Kalau biaya pendampingan Usaha Mikro selama 1 tahun diasumsikan sekitar Rp10juta per Usaha Mikro, maka akan dibutuhkan anggaran sekitar Rp220 trilyun! Ini hampir 4x lipat dari total anggaran Dana Desa yang Rp60 trilyun itu lho! Jadi, tentunya jelas hampir tidak mungkin perubahan struktural ini dapat dicapai dalam 1 tahun. Bagaimana kalau 10 tahun? Kalau dipukul rata berarti investasi yang dibutuhkan sekitar Rp22 trilyun per tahun.

Orang bijak berkata, dimana ada kemauan, disitu ada jalan. Jadi jika ada kemauan, mestinya bisa disusun suatu program pendampingan Usaha Mikro dengan kurikulum yang terstruktur dengan alat monitoring dan evaluasi pendampingan yang juga jelas; dapat pula mungkin dilakukan dengan mengoptimalkan Dana Desa?
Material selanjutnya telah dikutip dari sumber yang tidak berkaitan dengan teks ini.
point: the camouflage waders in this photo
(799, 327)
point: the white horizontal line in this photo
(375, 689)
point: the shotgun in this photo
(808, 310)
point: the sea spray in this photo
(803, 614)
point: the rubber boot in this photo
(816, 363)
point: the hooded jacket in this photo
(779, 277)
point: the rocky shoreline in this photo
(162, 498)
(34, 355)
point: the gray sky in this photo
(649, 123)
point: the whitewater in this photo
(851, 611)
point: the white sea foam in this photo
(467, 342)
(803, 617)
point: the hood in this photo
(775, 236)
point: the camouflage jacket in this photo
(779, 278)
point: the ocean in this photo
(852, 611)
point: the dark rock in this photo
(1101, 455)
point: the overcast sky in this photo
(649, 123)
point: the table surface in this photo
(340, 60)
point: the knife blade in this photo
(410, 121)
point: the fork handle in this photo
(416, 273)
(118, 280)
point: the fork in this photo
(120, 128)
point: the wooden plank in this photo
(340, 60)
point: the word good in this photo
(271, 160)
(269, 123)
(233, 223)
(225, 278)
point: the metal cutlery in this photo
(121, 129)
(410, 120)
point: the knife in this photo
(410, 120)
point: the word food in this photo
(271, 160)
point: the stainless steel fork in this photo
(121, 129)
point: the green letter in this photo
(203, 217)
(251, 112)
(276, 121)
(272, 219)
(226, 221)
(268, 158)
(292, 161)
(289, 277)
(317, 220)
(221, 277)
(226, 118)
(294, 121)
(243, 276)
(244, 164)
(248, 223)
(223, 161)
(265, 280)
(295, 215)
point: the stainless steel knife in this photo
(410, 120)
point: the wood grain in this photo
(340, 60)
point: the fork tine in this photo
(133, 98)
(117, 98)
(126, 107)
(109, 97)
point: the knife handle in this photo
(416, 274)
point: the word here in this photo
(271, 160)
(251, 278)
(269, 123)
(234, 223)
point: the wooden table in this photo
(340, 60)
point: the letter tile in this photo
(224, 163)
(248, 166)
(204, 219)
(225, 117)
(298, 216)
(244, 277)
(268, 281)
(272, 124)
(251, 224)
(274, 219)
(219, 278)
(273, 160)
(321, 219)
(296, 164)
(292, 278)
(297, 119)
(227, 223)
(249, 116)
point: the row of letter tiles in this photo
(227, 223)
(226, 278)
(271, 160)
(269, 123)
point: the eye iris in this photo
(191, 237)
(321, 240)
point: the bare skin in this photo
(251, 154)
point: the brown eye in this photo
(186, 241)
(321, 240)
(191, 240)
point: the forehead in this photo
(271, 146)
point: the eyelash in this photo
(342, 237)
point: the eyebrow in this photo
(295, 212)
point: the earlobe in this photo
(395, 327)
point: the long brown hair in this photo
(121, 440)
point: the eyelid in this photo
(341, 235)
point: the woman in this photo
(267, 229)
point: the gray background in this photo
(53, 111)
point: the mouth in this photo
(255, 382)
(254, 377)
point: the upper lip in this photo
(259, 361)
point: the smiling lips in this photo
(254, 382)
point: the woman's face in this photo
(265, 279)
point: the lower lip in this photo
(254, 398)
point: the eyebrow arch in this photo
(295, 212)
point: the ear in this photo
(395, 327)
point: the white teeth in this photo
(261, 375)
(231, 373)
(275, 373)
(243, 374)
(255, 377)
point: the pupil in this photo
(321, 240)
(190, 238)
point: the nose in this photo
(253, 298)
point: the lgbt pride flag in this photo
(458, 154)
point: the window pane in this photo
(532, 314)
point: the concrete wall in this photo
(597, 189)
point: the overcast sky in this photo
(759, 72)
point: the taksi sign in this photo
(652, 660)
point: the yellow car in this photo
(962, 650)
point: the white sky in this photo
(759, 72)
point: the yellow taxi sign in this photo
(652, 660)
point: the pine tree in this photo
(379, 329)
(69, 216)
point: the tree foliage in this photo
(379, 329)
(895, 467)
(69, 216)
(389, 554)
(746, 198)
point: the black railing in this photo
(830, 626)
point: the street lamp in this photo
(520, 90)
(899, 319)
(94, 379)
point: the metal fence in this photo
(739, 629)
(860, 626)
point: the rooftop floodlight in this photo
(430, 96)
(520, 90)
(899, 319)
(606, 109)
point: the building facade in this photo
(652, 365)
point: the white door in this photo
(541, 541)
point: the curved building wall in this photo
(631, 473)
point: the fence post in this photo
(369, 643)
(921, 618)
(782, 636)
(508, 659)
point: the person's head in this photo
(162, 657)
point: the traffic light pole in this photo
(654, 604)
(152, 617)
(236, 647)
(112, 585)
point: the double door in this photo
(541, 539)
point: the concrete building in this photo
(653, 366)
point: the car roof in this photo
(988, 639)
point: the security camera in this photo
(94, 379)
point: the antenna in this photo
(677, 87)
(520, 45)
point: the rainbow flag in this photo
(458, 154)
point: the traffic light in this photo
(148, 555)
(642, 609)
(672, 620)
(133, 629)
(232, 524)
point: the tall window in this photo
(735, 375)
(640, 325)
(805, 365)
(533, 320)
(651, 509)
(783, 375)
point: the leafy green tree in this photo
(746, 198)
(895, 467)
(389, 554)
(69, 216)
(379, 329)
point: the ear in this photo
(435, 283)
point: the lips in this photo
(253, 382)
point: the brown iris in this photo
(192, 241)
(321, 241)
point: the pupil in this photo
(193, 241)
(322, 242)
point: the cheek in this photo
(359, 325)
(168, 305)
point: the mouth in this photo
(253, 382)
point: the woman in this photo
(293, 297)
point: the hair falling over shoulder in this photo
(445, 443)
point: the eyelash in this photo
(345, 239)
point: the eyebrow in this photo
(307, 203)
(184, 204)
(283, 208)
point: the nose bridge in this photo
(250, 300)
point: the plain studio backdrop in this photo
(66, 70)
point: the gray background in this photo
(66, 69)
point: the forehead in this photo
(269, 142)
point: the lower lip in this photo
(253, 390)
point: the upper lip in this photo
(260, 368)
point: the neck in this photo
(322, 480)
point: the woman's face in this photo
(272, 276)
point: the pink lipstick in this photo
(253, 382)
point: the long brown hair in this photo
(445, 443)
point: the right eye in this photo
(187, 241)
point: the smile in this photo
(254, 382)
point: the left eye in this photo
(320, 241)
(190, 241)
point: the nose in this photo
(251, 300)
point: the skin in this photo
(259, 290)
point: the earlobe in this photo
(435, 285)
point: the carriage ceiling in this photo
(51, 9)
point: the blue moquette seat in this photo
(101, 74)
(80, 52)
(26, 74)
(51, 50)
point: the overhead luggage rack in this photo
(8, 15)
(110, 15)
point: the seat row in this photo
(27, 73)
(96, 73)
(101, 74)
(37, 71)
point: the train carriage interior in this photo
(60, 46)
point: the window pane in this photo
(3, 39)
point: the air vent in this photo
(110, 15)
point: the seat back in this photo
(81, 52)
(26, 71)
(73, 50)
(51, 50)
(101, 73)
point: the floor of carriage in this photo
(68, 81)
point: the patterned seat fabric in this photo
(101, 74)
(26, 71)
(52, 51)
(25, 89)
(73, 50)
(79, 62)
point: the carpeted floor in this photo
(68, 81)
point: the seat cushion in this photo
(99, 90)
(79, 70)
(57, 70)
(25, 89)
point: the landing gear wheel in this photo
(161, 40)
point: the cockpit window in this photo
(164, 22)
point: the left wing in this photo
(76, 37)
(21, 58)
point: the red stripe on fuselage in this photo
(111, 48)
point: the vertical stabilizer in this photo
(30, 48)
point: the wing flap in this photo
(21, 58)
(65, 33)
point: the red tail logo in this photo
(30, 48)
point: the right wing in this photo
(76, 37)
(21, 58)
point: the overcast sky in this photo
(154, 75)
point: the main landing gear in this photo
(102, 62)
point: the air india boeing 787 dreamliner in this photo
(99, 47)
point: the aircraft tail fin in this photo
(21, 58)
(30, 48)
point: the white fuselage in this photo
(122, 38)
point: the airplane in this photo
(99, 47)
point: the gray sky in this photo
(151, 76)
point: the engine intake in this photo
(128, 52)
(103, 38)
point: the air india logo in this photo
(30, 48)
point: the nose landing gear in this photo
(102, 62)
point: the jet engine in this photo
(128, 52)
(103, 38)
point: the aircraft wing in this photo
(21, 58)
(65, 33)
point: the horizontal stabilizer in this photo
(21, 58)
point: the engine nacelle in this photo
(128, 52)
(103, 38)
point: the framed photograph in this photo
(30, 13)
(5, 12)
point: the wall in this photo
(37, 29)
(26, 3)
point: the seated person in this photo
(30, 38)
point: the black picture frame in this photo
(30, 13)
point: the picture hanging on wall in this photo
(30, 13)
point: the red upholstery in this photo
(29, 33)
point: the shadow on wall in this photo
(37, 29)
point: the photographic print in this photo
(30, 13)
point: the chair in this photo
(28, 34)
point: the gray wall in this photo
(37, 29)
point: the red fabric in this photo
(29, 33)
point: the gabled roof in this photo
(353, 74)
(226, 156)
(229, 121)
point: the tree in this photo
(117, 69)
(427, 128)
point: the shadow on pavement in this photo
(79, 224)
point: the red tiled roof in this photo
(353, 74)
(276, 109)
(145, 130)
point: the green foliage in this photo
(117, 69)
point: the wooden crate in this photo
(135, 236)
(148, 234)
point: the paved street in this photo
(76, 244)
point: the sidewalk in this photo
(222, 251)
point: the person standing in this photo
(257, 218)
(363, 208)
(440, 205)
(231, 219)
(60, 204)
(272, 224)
Tapi siapa yang akan menjadi leading sector-nya? Kementerian Koperasi dan UKM RI, Kemendes, Kemenko Perekonomian? Road map Kebijakan UMKM Nasional saja kita tidak punya. Ibarat orkestra, kita ini seperti musisi yang bukan saja tidak jelas dirijennya siapa, tapi juga tidak punya partiture. Apakah mungkin kita bisa menghasilkan melodi yang harmoni?

Tapi ya sudahlah, saya sudah terlalu banyak berandai-andai. Daripada berandai-andai lebih baik berdoa semoga semakin banyak pihak yang peduli dan memberikan aksi nyata untuk memberdayakan Usaha Mikro, agar lebih banyak yang bisa Naik Kelas. Sejatinya, jika memang pemberdayaan UMKM itu isu penting, maka sejatinya basis data dan dokumen road map itu ada. Tapi sampai sekarang, kita belum punya keduanya. Apakah isu UMKM ini benar-benar penting? Yang jelas, rakyat sudah lelah jargon, karena jargon itu enak di telinga tetapi ga enak di kantong.